🤖 AI Summary
Existing test-time adaptation (TTA) methods suffer from high computational overhead, heavy reliance on large volumes of target-domain data, or sensitivity to hyperparameters. This paper proposes NEO—a gradient-free, zero-overhead TTA method that incurs no additional computation or memory cost during inference. NEO leverages the geometric structure of Vision Transformer (ViT) latent spaces: it re-centers the feature embeddings of a single batch of target samples to the origin, enabling hyperparameter-free, plug-and-play adaptation. On ImageNet-C, NEO boosts ViT-Base accuracy from 55.6% to 59.2%, accelerates inference by 63%, and reduces memory usage by 9%. It consistently outperforms state-of-the-art TTA approaches across multiple benchmarks—including ImageNet-R—and achieves improved classification performance across 999 classes under cross-class transfer settings.
📝 Abstract
Test-Time Adaptation (TTA) methods are often computationally expensive, require a large amount of data for effective adaptation, or are brittle to hyperparameters.

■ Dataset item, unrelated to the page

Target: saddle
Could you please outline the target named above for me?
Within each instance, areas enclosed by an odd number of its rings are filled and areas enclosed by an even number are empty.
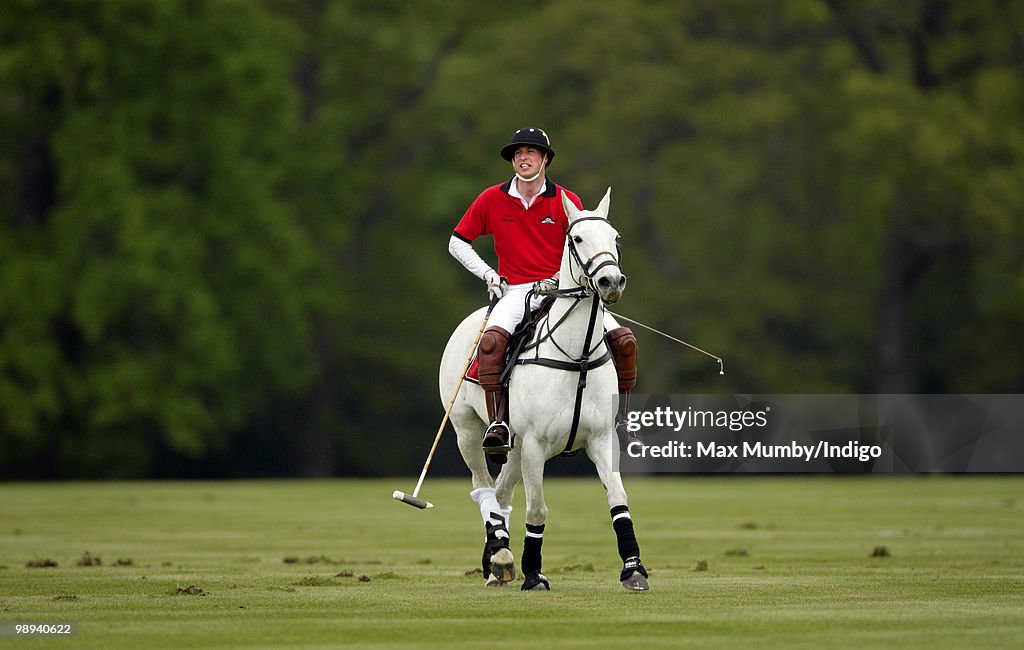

Based on a theoretical foundation of the geometry of the latent space, we are able to significantly improve the alignment between source and distribution-shifted samples by re-centering target data embeddings at the origin. This insight motivates NEO -- a hyperparameter-free fully TTA method, that adds no significant compute compared to vanilla inference. NEO is able to improve the classification accuracy of ViT-Base on ImageNet-C from 55.6% to 59.2% after adapting on just one batch of 64 samples. When adapting on 512 samples NEO beats all 7 TTA methods we compare against on ImageNet-C, ImageNet-R and ImageNet-S and beats 6/7 on CIFAR-10-C, while using the least amount of compute. NEO performs well on model calibration metrics and additionally is able to adapt from 1 class to improve accuracy on 999 other classes in ImageNet-C. On Raspberry Pi and Jetson Orin Nano devices, NEO reduces inference time by 63% and memory usage by 9% compared to baselines. Our results based on 3 ViT architectures and 4 datasets show that NEO can be used efficiently and effectively for TTA.